Capitalise the initial "a", apostrophise the word "mines", add a full stop (or delete the existing one) to "t.v" and capitalise it. A friends of mine's father is a TV (or T.V.) repairman.
It is grammatically correct, but it is a bit clumsy and potentially confusing because mine is already possessive.
Pfft a perfectly cromulous usage here... Please Register or Log in to view the hidden image! Actually I have used it myself on numerous occasions.
It's acceptable in speech. You're very unlikely to encounter that construction in writing, except as colloquial dialog within quotation marks. When writing, people will usually either: Shorten it to "my friend's father" or "a friend's father," or... Straighten out the grammar to "the father of a friend of mine" or "the father of one of my friends." It was a reasonable hypothesis since your punctuation here is pretty sloppy, for example, your consistent failure to capitalize the pronoun "I" and the first word in your sentences.

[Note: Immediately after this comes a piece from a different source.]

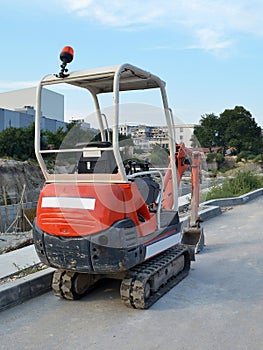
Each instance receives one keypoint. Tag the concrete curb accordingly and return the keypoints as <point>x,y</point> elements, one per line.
<point>22,289</point>
<point>225,202</point>
<point>25,288</point>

Punctuation errors slow the reader down. Not taking the little bit of time you need to learn the location of your Shift key by touch multiplies the impact by causing everyone who reads your writing to waste their own time. In other words, it's rude.
Regardless, when you post the comment "Fix my sentence" without specifying which errors you're aware of and which you aren't it leaves the whole thing open to to scrutiny and correction. And the comment "i know about the punctuation" was also particularly ingenuous, since most of the corrections, including the looked-for one, was punctuation.